His expression darkened portentously. "Not even the coroner?"

She sighed. "Oh, that's right. I keep forgetting I'm not in Los Angeles anymore. I can't have PMS here without the paper printing my water weight." Jabbing the needle into the port, she injected the drugs into the IV bag. "I didn't exactly threaten him, Officer Adkins. I just voiced displeasure with the way he was doing his job. He's a public servant and I'm the public. It's my right. Besides, he doesn't strike me as the scissors-and-magazine type."

"You think this is funny?"

Mattie raised her hand behind him. "I do."

"Nobody asked you," he said without turning, which made Timmie think that if Mattie had been a man, he would have closed that sentence with "boy."

Ah, bringing out the charm now. Timmie decided it was time to put an end to this dance. "I swear to you," she said, her weight on one hip and the mixed bag in hand, "I haven't done anything more nefarious to warrant a note like that than save a couple of hospital administrators."

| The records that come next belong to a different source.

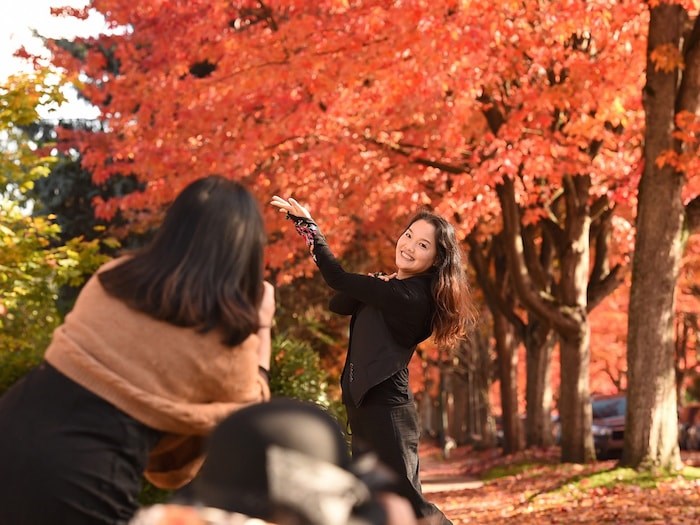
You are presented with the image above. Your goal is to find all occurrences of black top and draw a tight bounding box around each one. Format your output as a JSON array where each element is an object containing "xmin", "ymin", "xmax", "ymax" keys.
[{"xmin": 296, "ymin": 217, "xmax": 435, "ymax": 405}]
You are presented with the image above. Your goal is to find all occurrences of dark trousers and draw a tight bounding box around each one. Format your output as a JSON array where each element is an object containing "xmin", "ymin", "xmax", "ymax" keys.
[
  {"xmin": 0, "ymin": 363, "xmax": 160, "ymax": 525},
  {"xmin": 346, "ymin": 402, "xmax": 452, "ymax": 525}
]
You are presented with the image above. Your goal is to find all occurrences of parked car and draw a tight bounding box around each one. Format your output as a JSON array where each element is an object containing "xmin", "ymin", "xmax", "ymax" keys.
[
  {"xmin": 591, "ymin": 394, "xmax": 627, "ymax": 459},
  {"xmin": 678, "ymin": 403, "xmax": 700, "ymax": 450}
]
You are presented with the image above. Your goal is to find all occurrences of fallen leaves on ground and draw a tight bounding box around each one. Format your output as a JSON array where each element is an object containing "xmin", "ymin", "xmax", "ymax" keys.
[{"xmin": 421, "ymin": 444, "xmax": 700, "ymax": 525}]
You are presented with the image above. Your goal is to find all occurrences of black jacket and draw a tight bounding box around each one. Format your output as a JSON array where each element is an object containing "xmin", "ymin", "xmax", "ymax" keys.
[{"xmin": 295, "ymin": 215, "xmax": 435, "ymax": 406}]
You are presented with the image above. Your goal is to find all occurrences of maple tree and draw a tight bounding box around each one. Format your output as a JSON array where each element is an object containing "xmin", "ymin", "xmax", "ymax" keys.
[
  {"xmin": 623, "ymin": 0, "xmax": 700, "ymax": 469},
  {"xmin": 35, "ymin": 0, "xmax": 693, "ymax": 461}
]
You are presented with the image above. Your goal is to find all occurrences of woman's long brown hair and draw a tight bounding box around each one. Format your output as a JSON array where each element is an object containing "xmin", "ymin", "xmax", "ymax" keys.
[
  {"xmin": 98, "ymin": 175, "xmax": 265, "ymax": 346},
  {"xmin": 409, "ymin": 211, "xmax": 475, "ymax": 348}
]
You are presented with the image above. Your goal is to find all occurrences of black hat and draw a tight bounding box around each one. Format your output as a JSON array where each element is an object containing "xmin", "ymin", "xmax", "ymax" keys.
[{"xmin": 180, "ymin": 398, "xmax": 369, "ymax": 525}]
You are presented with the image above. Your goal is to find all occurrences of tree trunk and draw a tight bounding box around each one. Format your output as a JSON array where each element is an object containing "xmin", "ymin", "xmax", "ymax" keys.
[
  {"xmin": 525, "ymin": 319, "xmax": 555, "ymax": 447},
  {"xmin": 474, "ymin": 333, "xmax": 496, "ymax": 448},
  {"xmin": 622, "ymin": 3, "xmax": 696, "ymax": 469},
  {"xmin": 493, "ymin": 312, "xmax": 523, "ymax": 454},
  {"xmin": 559, "ymin": 332, "xmax": 595, "ymax": 463}
]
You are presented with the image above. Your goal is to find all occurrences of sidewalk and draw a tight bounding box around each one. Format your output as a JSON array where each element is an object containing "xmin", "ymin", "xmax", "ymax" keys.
[{"xmin": 419, "ymin": 442, "xmax": 700, "ymax": 525}]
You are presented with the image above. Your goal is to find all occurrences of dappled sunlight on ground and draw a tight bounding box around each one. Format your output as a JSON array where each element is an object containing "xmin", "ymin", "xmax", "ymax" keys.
[{"xmin": 421, "ymin": 443, "xmax": 700, "ymax": 525}]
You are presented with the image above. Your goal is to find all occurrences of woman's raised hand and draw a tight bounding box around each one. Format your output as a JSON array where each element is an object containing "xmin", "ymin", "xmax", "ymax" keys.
[{"xmin": 270, "ymin": 195, "xmax": 313, "ymax": 220}]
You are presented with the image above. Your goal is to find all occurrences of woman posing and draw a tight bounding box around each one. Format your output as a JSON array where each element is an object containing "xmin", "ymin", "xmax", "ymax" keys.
[
  {"xmin": 0, "ymin": 176, "xmax": 275, "ymax": 525},
  {"xmin": 271, "ymin": 196, "xmax": 471, "ymax": 524}
]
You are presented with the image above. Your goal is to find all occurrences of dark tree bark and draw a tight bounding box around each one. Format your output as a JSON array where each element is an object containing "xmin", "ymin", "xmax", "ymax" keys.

"Shoot," Mattie said equably. "I shoulda sent you a threatening note myself."

Timmie grinned at Mattie, which Victor didn't enjoy, either.

"You don't think maybe you might have said or seen something?" he asked. "Something you might not have told the police?"

That actually got Timmie to stop. "The police haven't asked. Not since it happened. But now that you are, the only thing I can tell you is the man's description, which hasn't changed from what I told the cop on the scene."